The annual Monterey Car Week auction saw a 3% decrease in sales compared to the previous year, with a total of $391.6 million in sales across five auction houses. This decline is attributed to a shift in collector preferences from classic cars of the 1950s and 1960s to more modern vehicles. Only 72% of the 1,143 cars put up for auction found buyers, reflecting a saturation of similar cars on the market. This oversupply has led to weaker prices and sales, with experts noting the need for diversification in offerings to attract buyers.
A notable trend is the rise of a new generation of collectors, mainly Gen Xers and millennials, who are driving the market towards cars from the 1980s, 1990s, and 2000s. These younger collectors prefer vehicles from their own era, causing a decline in demand for classic cars from previous decades. The sell-through rate for pre-1981 cars priced at $1 million or more was only 52%, while newer models had a sell-through rate of 73%. This shift signifies a changing of the guard in the classic car market, with younger collectors taking the reins.
Hagerty’s Supercar Index, which tracks sports cars from the 1980s to the 2000s, has surged over 60% since 2019, indicating the growing interest in modern collectible cars. On the other hand, the Blue Chip Index, which focuses on classic cars from the 1950s and 1960s, has seen a 3% decline. While rare masterpieces still command high prices, the overall market for older classic cars is expected to be under pressure as more collectors transition to newer models.
High-interest rates have also played a role in shaping the classic car market landscape. Financing has been a common practice for buyers at the lower end of the market, allowing them to build their collections gradually. However, rising interest rates have increased the opportunity cost of purchasing a classic car. Potential buyers are now weighing the returns they could earn from other investments against the value of owning a collector’s car. This shift in mindset has caused some collectors to reevaluate their purchasing decisions and consider the economic implications of investing in classic cars.

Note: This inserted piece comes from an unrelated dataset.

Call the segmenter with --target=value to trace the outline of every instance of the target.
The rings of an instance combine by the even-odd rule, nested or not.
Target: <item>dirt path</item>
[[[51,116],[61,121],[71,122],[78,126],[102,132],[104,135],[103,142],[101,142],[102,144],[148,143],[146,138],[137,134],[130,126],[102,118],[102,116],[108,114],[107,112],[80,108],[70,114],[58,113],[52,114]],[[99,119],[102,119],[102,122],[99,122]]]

The classic car market is undergoing a significant transformation driven by changing collector preferences and external market forces. The influx of newer collectors who favor modern vehicles over traditional classics is reshaping the landscape of auctions and sales. As the industry navigates these shifts, it will be essential for sellers and auction houses to adapt their offerings to cater to the evolving demands of a diverse and dynamic collector base. The future of the classic car market will undoubtedly be influenced by a combination of generational trends and economic factors, making it imperative for stakeholders to stay abreast of these developments to remain competitive in the evolving marketplace.